American media personality and producer

Glynn Washington (born 1970) is a media personality and producer. He is the host, creator and executive producer of Snap Judgment, a radio / podcast/ stage / television show distributed by PRX.

Snap Judgment was recently recognized by Time Magazine as one of the Best 100 Podcasts Of All Time.

==Early life and education==
Washington was born in Detroit, Michigan, in 1970. He and his family moved to a farm in rural Michigan. He was raised in the apocalyptic religious cult the Worldwide Church of God (now called Grace Communion International).

Washington studied at Grand Valley State University, the Japan Center For Michigan Universities in Hikone, Japan, and received a bachelor's degree in political science and Asian studies from the University of Michigan in 1992. In 1996 he received his Juris Doctor from the University of Michigan Law School.

==Career==
Washington won the Public Radio Talent Quest sponsored by Public Radio Exchange (PRX) and the Corporation for Public Broadcasting (CPB), which had more than 1,400 entries.
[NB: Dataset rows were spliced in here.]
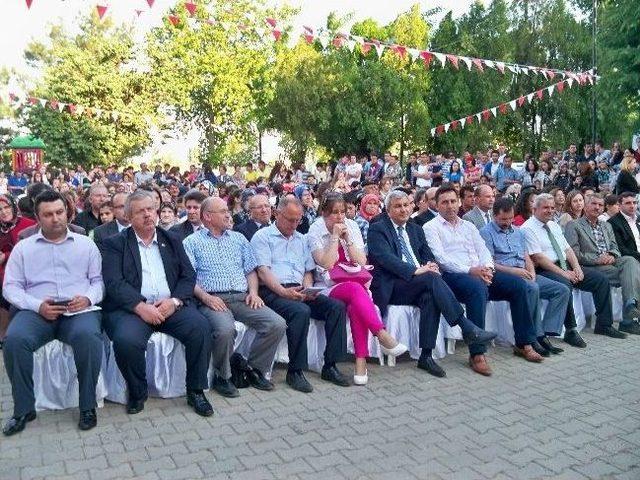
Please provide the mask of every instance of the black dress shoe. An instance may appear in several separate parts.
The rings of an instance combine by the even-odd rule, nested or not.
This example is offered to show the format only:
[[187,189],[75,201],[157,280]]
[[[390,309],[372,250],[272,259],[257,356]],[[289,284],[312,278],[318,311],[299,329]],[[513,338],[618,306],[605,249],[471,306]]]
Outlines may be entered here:
[[338,367],[336,367],[335,365],[331,365],[330,367],[322,367],[320,378],[322,380],[326,380],[327,382],[338,385],[339,387],[348,387],[349,385],[351,385],[349,383],[349,379],[342,375],[342,373],[340,373],[340,370],[338,370]]
[[7,437],[11,435],[15,435],[16,433],[20,433],[24,430],[24,427],[27,425],[27,422],[31,422],[36,419],[36,412],[29,412],[26,415],[22,415],[21,417],[11,417],[7,420],[7,423],[2,427],[2,433],[4,433]]
[[273,383],[267,380],[257,368],[252,368],[247,372],[247,379],[253,388],[266,391],[273,390]]
[[631,335],[640,335],[640,324],[638,322],[621,323],[618,330]]
[[486,330],[482,330],[481,328],[478,328],[474,325],[473,330],[471,330],[470,332],[462,333],[462,338],[464,340],[464,343],[466,343],[467,345],[472,345],[489,343],[491,340],[496,338],[497,335],[497,333],[487,332]]
[[135,415],[144,410],[144,402],[147,401],[147,396],[142,398],[130,398],[127,402],[127,413],[129,415]]
[[305,378],[304,373],[301,370],[294,370],[287,372],[287,385],[289,385],[294,390],[297,390],[302,393],[311,393],[313,392],[313,387],[309,383],[309,381]]
[[91,430],[97,424],[98,416],[96,415],[95,408],[80,412],[80,420],[78,421],[78,428],[80,430]]
[[223,397],[236,398],[240,396],[240,392],[233,383],[217,375],[213,377],[213,389]]
[[213,415],[213,407],[202,392],[187,392],[187,404],[201,417]]
[[551,352],[549,350],[547,350],[546,348],[544,348],[542,345],[540,345],[538,342],[533,342],[531,344],[531,348],[533,348],[533,350],[538,355],[542,355],[543,357],[550,357],[551,356]]
[[572,328],[564,334],[564,341],[572,347],[587,348],[587,343],[582,339],[575,328]]
[[616,330],[611,326],[602,327],[602,328],[596,327],[593,329],[593,333],[595,333],[596,335],[606,335],[607,337],[611,337],[611,338],[627,338],[626,333],[619,332],[618,330]]
[[540,345],[546,351],[553,353],[554,355],[558,355],[559,353],[564,352],[562,348],[556,347],[553,343],[551,343],[551,340],[549,340],[547,337],[538,338],[538,345]]
[[418,368],[426,370],[434,377],[443,378],[447,376],[447,372],[445,372],[433,358],[418,359]]

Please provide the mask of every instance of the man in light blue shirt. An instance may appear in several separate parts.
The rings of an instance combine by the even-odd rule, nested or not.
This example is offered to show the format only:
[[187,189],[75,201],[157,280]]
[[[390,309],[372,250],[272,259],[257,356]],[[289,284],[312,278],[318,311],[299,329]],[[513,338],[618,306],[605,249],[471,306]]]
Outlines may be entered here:
[[[547,336],[558,336],[562,331],[567,305],[571,301],[571,290],[560,282],[536,275],[535,266],[526,251],[524,233],[513,226],[514,208],[509,198],[501,198],[493,205],[494,220],[480,229],[480,235],[494,259],[496,270],[522,278],[530,287],[528,296],[536,329],[533,349],[544,357],[550,353],[561,353],[562,349],[551,344]],[[544,312],[540,299],[549,303]]]
[[511,155],[508,153],[504,155],[502,163],[498,167],[496,172],[496,188],[499,192],[504,193],[509,185],[522,182],[520,172],[511,166]]
[[206,198],[200,216],[204,228],[182,243],[196,272],[194,293],[201,302],[200,313],[212,329],[211,351],[216,369],[213,388],[226,397],[239,395],[239,385],[229,381],[237,320],[256,331],[247,359],[249,368],[243,373],[253,387],[273,390],[264,374],[271,369],[287,324],[258,295],[258,264],[253,249],[244,235],[231,230],[226,202],[217,197]]
[[309,393],[313,387],[303,370],[308,367],[307,333],[311,317],[325,322],[327,347],[322,379],[345,387],[349,382],[336,367],[347,351],[344,303],[324,295],[303,293],[304,288],[313,285],[315,262],[306,238],[296,232],[302,212],[302,204],[296,197],[284,197],[278,204],[275,223],[258,230],[251,246],[259,266],[260,297],[287,322],[287,383],[295,390]]

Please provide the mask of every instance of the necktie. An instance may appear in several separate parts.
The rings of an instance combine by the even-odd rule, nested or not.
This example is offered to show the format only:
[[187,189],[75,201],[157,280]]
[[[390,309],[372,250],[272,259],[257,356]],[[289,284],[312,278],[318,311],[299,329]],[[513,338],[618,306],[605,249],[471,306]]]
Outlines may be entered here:
[[398,241],[400,242],[400,250],[402,251],[402,255],[404,255],[405,262],[407,262],[412,267],[416,267],[416,264],[413,261],[413,255],[411,255],[411,250],[409,250],[407,242],[404,241],[403,232],[404,227],[398,227]]
[[551,246],[553,247],[553,251],[556,252],[556,256],[558,257],[558,262],[560,263],[560,268],[562,268],[563,270],[566,270],[567,269],[567,261],[564,258],[562,250],[560,250],[560,245],[558,245],[556,237],[554,237],[553,233],[551,233],[551,229],[549,228],[549,224],[545,223],[542,228],[544,228],[547,231],[547,236],[549,237],[549,240],[551,241]]
[[491,223],[491,215],[489,215],[489,212],[485,213],[484,217],[487,219],[487,224]]

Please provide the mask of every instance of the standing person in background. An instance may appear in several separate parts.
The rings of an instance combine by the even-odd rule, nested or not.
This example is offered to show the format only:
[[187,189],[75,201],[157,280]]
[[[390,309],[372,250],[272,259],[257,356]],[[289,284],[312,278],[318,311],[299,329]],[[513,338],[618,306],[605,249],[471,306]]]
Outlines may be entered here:
[[383,178],[390,179],[393,186],[400,185],[402,183],[403,175],[402,165],[400,165],[400,162],[398,161],[398,156],[385,153],[385,158],[388,158],[389,160],[385,163]]
[[171,232],[178,235],[180,240],[184,240],[193,232],[197,232],[202,228],[202,219],[200,218],[200,205],[207,196],[199,190],[189,190],[184,196],[184,205],[187,209],[187,219],[171,227]]
[[558,223],[564,228],[571,220],[580,218],[584,213],[584,196],[579,190],[571,190],[564,202],[564,212]]
[[358,162],[355,154],[349,155],[349,163],[345,167],[345,181],[351,185],[351,182],[360,182],[362,175],[362,163]]
[[74,224],[84,228],[88,235],[94,228],[102,225],[100,221],[100,206],[109,200],[109,191],[103,183],[94,183],[89,188],[89,208],[80,212]]
[[360,200],[360,211],[356,215],[355,221],[360,227],[360,234],[366,249],[367,235],[369,233],[369,222],[371,219],[380,214],[380,197],[369,193]]
[[522,226],[522,224],[531,217],[533,213],[533,201],[536,198],[536,194],[536,190],[532,188],[528,188],[520,193],[515,207],[515,217],[513,219],[513,224],[516,227]]
[[144,183],[151,182],[153,180],[153,172],[149,170],[146,163],[140,164],[140,171],[135,175],[135,184],[139,187]]
[[620,195],[624,192],[631,192],[638,195],[640,188],[635,177],[636,159],[631,150],[626,149],[620,162],[620,173],[616,178],[616,186],[614,193]]

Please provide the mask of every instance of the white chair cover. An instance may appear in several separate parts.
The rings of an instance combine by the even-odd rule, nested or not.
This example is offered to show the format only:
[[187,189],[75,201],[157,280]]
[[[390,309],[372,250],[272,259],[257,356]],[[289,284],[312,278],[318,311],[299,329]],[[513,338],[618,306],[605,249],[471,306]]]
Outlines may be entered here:
[[[98,407],[107,396],[105,355],[96,385]],[[33,387],[36,410],[64,410],[78,407],[78,373],[71,346],[53,340],[33,354]]]
[[[611,306],[613,309],[613,321],[622,320],[624,305],[622,302],[622,288],[611,287]],[[596,306],[593,302],[593,295],[582,290],[573,291],[573,309],[576,315],[578,331],[582,331],[587,324],[586,317],[596,313]]]

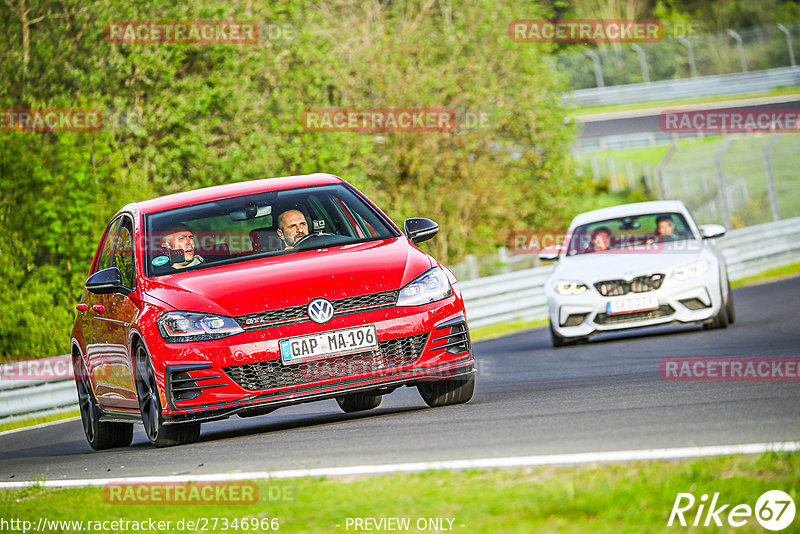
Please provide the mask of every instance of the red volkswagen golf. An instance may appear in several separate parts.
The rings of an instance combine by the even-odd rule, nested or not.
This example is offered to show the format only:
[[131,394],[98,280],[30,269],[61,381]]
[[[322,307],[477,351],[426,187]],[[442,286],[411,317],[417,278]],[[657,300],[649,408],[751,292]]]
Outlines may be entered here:
[[105,231],[72,332],[86,438],[157,447],[200,424],[335,398],[345,412],[415,386],[466,402],[474,360],[453,275],[329,174],[129,204]]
Shortly after winning, he and longtime creative partner Mark Ristich developed the Snap Judgment radio program, which first aired on NPR stations nationwide in July 2010. Snap Judgment now airs weekly on over 450 public radio stations and is downloaded over one million times each month.
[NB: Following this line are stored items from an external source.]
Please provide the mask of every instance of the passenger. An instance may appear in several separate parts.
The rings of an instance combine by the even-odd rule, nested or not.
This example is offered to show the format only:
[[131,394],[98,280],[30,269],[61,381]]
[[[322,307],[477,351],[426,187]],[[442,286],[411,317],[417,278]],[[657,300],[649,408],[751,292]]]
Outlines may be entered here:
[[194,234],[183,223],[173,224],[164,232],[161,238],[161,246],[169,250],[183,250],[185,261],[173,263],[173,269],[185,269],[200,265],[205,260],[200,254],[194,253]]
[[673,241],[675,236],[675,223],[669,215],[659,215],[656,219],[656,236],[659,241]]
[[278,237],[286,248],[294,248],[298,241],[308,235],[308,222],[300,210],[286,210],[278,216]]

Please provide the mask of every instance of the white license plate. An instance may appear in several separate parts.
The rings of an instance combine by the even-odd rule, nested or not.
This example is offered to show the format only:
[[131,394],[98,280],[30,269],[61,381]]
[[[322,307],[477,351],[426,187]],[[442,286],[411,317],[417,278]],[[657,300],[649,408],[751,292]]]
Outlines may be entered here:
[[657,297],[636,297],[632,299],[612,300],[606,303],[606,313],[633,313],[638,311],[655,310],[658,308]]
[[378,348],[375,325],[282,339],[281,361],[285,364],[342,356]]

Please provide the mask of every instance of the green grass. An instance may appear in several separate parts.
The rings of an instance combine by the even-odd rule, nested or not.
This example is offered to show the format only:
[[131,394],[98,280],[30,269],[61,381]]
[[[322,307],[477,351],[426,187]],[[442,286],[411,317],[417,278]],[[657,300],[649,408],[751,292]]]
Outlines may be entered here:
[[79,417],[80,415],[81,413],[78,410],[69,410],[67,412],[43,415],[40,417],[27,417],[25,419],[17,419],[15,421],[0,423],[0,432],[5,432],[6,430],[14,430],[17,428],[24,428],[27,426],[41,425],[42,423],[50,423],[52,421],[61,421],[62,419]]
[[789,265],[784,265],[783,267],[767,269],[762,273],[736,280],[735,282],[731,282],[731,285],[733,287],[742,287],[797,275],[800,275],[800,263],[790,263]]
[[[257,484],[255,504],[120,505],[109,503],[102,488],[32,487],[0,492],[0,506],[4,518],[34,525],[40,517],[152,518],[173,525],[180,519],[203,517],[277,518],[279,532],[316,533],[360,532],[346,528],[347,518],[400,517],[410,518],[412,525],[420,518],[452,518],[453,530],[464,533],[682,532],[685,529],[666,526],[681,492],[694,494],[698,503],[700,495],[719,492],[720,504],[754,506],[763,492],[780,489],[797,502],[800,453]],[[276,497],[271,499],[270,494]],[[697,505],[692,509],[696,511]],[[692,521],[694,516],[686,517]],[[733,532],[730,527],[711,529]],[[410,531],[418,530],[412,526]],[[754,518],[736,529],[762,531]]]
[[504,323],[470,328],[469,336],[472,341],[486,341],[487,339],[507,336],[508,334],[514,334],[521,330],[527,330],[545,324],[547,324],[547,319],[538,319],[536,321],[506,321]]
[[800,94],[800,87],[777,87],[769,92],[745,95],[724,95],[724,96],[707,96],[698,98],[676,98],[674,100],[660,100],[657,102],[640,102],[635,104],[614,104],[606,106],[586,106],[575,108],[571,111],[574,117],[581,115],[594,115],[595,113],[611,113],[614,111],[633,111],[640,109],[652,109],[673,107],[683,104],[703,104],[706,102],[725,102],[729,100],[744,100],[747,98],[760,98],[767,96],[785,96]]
Inspired by his own experience growing up in an apocalyptic cult, in 2018 Washington joined forces with Pineapple Street Studios to create the popular Heaven's Gate podcast -- which later became the basis of HBO Max's docuseries Heaven's Gate: The Cult of Cults.

Inspired by Snap Judgments popular annual Halloween specials, in 2017 Washington launched the Snap Judgment spinoff podcast, Spooked. The program quickly soared to the top of the podcast charts and was named one of the “Top 10 New Podcasts of 2017” by Podtrac.

Washington stated that the response to Spooked reflected audience interest in stories about the unknown. He described the series as focused on real-life ghost stories and encounters that encourage listeners to question unexplained experiences.

Adding to the "Snap Judgment LIVE" touring show roster, Washington and Ristich recently expanded the Spooked universe with the acclaimed "Spooked LIVE" stageshow, and plans a multi-city run in 2025.

In 2023, Washington's Snap Studios was acquired by public media powerhouse KQED in San Francisco. Snap Studios has since launched a string of podcast hits including "Mind Your Own With Lupita Nyong'o" (lauded by the New York Times as one of the Best Ten Podcasts of 2024), and "Fire Escape", hosted by veteran Snap Judgment producer Anna Susssman and named as one of Mashable's 20 Best Podcasts of 2024.

Snap Judgment's "A Tiny Plot" (hosted by Shaina Sheely) was lauded by The New Yorker Magazine as one the best podcasts of 2025.

From 2007 until 2010 Washington was the Director of Young Entrepreneurs at Haas (YEAH), a Center within University of California, Berkeley's Haas School of Business.